« Mad Men » : le vide sublime du rêve américain
« Mad Men », c’est une série qui a réussi l’exploit de transformer le néant en objet d’art. Sept saisons où l’on regarde des types fumer, boire, tromper leurs femmes et essayer de vendre du shampoing comme si c’était Shakespeare. Et le pire ? On est fascinés.
Parce que derrière les costumes taillés et les répliques glacées, il y a quelque chose de plus grand, de plus sombre : le spectacle sublime de l’illusion qui se fissure.
Don Draper (Jon Hamm) par exemple : c’est un mystère en costard, une silhouette qu’on croit solide, mais qui se dissout au fur et à mesure qu’on l’approche.
L’élégance fatale
C’est le mensonge devenu chair, une cicatrice habillée en publicité Coca-Cola. Un personnage tellement creux qu’il en devient poétique. On pourrait se moquer de lui — et on le fait, évidemment — mais avouons-le : quand il vend un mensonge, il nous vend aussi la beauté du mensonge. Et ça, c’est hallucinant.
Car Mad Men n’est pas qu’une satire du rêve américain : c’est une symphonie de silences, de regards perdus dans la fumée, de gestes insignifiants qui deviennent tragiques. C’est lent, oui. Mais cette lenteur est calculée, presque hypnotique. Elle nous force à contempler l’érosion, à voir comment un sourire impeccable peut cacher une solitude abyssale.
Et puis il y a les femmes de la série — Peggy Olsaon (Elisabeth Moss), Joan Holloway (Christina Hendricks), Betty Draper (January Jones), coincées dans un décor trop étroit et habitées d’une illusion funeste, qui sont les véritables héroïnes de ce soap trouble et complexe, traversant ce monde saturé de whisky et de testostérone avec un mélange de fragilité et de puissance.
Eux croient écrire l’histoire en inventant des slogans ; elles, elles survivent à l’histoire en la transformant de l’intérieur. Elles sont le contrepoint lumineux d’un décor saturé de faux-semblants.

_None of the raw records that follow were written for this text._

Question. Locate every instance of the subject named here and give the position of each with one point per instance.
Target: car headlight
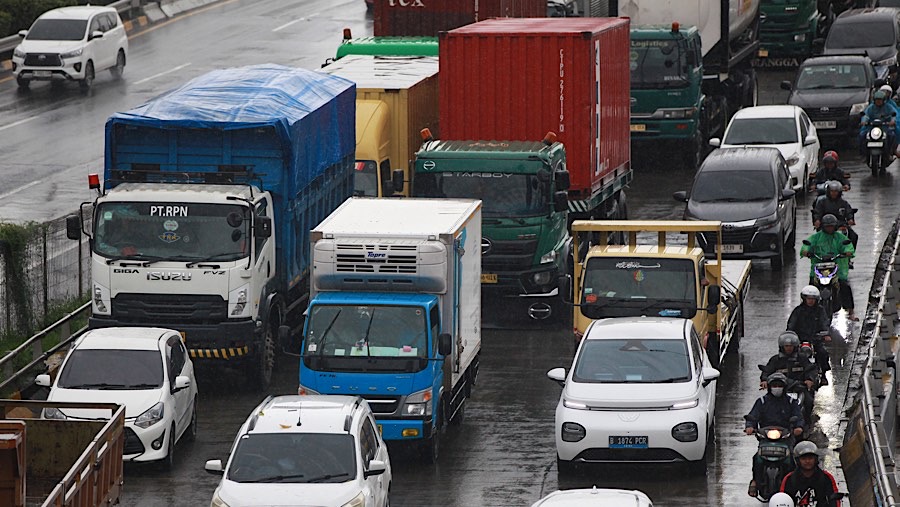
(71, 54)
(358, 501)
(418, 404)
(151, 416)
(237, 300)
(100, 298)
(858, 108)
(548, 257)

Au fond, « Mad Men » n’est pas une série sur la pub, ni sur les sixties, ni même sur Draper. C’est une série sur le vide. Mais pas un vide triste ou morne : un vide magnifique, chorégraphié, taillé sur mesure, mystérieux, habillé de soie et de fumée.
Un vide qui ressemble étrangement au nôtre, celui des réseaux sociaux, des identités bricolées, des slogans qu’on s’invente pour se rendre supportables.
Alors oui, « Mad Men », c’est une série qui nous berce avec du néant. Mais avouons-le : rarement le vide n’aura été aussi beau à regarder, aussi vertigineux à s’imprégner de sa détresse existentielle.